Paulo Camargo disse que nasceu para ser pintor. Que nunca pensou em fazer outra coisa na vida. “Nun­ca me preocupei com as disciplinas na escola, como matemática. Eu não queria estudar, sabia que seria pintor, por que me interessaria por outras coisas. Me interessava por pinturas e obras de arte. Um dia na escola a professora perguntou o que as crianças queriam ser. Eu tinha oito anos e já sabia. Eu ia ser pintor. Falei com certeza para ela”.

Paulo Camargo guardou o primeiro estojo que ganhou aos 12 anos

O artista ainda tem o primeiro estojo que ganhou com tintas, aos onze anos. “Foi com isso que produzi minhas primeiras telas. Ainda tem tinta eu usava pouco para durar”, diz, mostrando o presente de infância.

 

Técnica de serragem e tinta dão textura e realçam as obras

Técnica descoberta por acaso

As principais telas de Paulo Camargo são produzidas dentro de uma técnica descoberta por ele, por acaso: tinta e serra­gem. A mistura proporciona telas com texturas diferentes e grande resistência.

“Um dia eu estava pintando e caiu tinta em um pouco de serragem no chão. Sem querer foi parar na tela e eu percebi um efeito diferente. Comecei a trabalhar e desenvolvi”, conta. “Foram oito anos mais ou menos fazendo experiência até chegar a um ponto bom”.

 

Prestes e convite para a Europa
A tela de Wladmir Herzog e outras tantas dele têm algo em comum: retratam e expões problemas sociais. Elas mostram o lado político de Paulo Camargo. Ele conta dois episódios que mostram bem esse posicionamento.

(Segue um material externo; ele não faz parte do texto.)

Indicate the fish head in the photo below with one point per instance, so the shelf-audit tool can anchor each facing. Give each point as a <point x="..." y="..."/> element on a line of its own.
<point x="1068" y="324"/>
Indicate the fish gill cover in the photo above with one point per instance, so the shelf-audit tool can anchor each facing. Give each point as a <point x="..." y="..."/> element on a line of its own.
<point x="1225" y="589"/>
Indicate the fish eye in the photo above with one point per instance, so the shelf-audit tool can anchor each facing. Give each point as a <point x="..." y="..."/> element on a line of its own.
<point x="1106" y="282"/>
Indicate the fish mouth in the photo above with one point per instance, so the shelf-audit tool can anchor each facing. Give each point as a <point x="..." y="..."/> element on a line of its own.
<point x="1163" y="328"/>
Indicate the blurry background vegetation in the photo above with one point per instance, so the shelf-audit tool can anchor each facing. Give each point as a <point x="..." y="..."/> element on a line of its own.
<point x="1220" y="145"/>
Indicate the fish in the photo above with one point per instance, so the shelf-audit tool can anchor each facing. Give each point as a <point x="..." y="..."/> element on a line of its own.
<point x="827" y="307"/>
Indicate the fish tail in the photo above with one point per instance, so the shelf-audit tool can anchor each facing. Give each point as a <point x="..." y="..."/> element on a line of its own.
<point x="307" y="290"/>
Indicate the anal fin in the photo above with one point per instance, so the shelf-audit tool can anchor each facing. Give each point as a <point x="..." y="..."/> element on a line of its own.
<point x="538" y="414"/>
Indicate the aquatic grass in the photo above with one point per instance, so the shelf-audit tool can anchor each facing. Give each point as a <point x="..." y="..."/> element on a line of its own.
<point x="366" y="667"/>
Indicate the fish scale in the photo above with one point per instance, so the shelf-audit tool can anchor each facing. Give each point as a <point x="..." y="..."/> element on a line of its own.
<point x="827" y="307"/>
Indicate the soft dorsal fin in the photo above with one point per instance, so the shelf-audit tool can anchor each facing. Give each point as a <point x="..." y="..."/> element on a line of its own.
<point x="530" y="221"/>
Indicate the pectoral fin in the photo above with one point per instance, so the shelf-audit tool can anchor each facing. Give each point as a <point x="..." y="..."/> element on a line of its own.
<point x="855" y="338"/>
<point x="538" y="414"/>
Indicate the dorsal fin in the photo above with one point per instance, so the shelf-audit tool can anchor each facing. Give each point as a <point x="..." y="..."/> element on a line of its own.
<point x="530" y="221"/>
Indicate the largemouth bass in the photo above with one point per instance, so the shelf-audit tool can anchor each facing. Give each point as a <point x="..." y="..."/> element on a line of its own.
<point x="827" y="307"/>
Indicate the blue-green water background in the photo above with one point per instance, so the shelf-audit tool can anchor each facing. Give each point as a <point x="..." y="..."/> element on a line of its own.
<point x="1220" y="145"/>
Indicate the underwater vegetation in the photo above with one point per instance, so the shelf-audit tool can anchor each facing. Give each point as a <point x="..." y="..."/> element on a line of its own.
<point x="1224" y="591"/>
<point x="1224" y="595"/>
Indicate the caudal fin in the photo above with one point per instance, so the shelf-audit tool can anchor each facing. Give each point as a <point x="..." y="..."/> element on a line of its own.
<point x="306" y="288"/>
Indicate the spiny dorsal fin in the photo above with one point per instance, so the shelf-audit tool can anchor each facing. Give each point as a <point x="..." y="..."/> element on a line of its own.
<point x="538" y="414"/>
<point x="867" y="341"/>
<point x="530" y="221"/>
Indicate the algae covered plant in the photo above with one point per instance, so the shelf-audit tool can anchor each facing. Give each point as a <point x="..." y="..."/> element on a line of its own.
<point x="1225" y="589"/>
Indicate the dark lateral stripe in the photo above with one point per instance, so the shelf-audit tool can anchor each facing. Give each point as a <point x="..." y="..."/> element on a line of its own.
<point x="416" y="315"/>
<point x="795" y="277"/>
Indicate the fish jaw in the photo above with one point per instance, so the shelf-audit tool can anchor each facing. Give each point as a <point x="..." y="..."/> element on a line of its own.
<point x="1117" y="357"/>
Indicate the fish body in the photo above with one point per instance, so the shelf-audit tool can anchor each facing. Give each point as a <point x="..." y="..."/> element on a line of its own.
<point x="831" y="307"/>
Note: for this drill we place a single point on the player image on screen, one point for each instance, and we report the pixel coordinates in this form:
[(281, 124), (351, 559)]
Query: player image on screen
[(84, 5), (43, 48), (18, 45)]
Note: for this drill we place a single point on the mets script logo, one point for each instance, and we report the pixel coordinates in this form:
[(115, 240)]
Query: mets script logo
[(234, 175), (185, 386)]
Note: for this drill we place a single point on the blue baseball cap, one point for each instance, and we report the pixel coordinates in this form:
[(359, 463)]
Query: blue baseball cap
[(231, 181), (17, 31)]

Mais de 40 mil pôsteres com a ilustração de Paulo Camargo foram vendidos na Europa com o objetivo de angariar fundos para ajudar pessoas feridas na guerra

Um deles foi trazer a Ribeirão Preto o então líder comunista Luís Carlos Prestes. “Quando o Prestes desembarcou no Brasil eu fui lá buscá-lo. Eu o trouxe a Ribeirão”, conta. “Depois disso fui visto com outros olhares. Me despejaram de onde eu morava. Fui morar por um tempo no mato e depois na rua”, conta sem entrar em detalhes, mas deixando a entender que sofreu algum tipo de perseguição.

Paulo também mostra um trabalho que fez e foi utilizado pela People’s Mujahedin of Iran, uma or­ganização de oposição ao governo do Irã existente antes da Revolução Iraniana de 1979 (existe até hoje). Em 1976, mais de 40 mil pôsteres com uma ilustração de Paulo Camargo foram vendidos na Europa pela organização com o objetivo de anga­riar fundos para ajudar pessoas feridas na guerra. “Eles queriam me levar para a Europa, para o Mujahedin. Eu não quis ir não. Entre ficar na guerra lá ou aqui, preferi ficar aqui mesmo”.